L’area di progetto si situa nel borgo di Vinigo, Vodo di Cadore, nella Valle del Boite. Il borgo, collocato in un piccolo pianoro, esposto a sud e accessibile solo da una strada a fondo valle, è caratterizzato da una identità chiara e riconoscibile, fondata sull’uso di materiali quali pietra e legno e sull’applicazione di tecniche consolidate. Espressione più tipica di questa stratificazione di saperi sono le abitazioni con ballatoi a struttura portante lignea, ai quali si affiancano diversi edifici in muratura che hanno sostituito i manufatti in legno distrutti a seguito di numerosi incendi, oltre a esempi di più recente costruzione. Oggi buona parte degli edifici del borgo va rinnovata, mediante interventi che vanno dalla manutenzione e recupero dell’esistente fino al ripristino strutturale. A questi operazioni potranno aggiungersi nuove edificazioni, secondo il filo conduttore di un’architettura che presenti caratteri allo stesso tempo di contemporaneità e di rispetto del contesto alpino. Gli interventi dovranno inoltre presentare caratteri espliciti di sostenibilità ambientale, sia nel caso di ristrutturazione che di nuova edificazione. Il workshop si avvarrà del contributo sia di relatori esterni sui temi afferenti al progetto, sia di un’azienda della serramentistica che interverrà con una comunicazione sui sistemi di chiusura. È prevista una visita guidata presso il loro stabilimento.

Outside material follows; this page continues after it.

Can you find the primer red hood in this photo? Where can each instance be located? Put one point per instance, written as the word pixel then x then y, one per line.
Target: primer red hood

SATOSHI OKADA (Hyogo, Giappone, 1962) si laurea presso la GSAPP (Graduate School of Architecture, Planning and Preservation) della Columbia University (N.Y.), dove è stato ricercatore con Kenneth Frampton. Ha conseguito il Ph.D. presso la Waseda University (1993). È professore associato presso la Graduate School of Architecture, Università di Chiba dove è docente di Progettazione architettonica e teoria, e insegna anche presso la Toyota Foundantion e presso la United States-Japan Foundation. Nel 1995 ha fondato a Tokyo lo studio Satoshi Okada Inc. Architects a Tokyo. Ha ricevuto numerosi premi tra cui il “Dedalo Minosse” (Assoarchitetti, Italia, 2006), l’International Architecture Award (SalonPress, Russia, 2006; The Chicago Athenaeum, USA, 2007, 2008 e 2010), e il Design for Asia Award (Hong Kong Design Centre, 2009, 2010). I suoi lavori sono stati oggetto di numerose pubblicazioni internazionali. Ha tenuto conferenze in diverse università in Giappone e all’estero. I suoi progetti più recenti sono il Museo della fotografia a Varsavia e una villa a Budapest. Il suo lavoro è pubblicato nel volume monografico Satoshi Okada (Electa, Milano 2009), con un’introduzione di Francesco Dal Co.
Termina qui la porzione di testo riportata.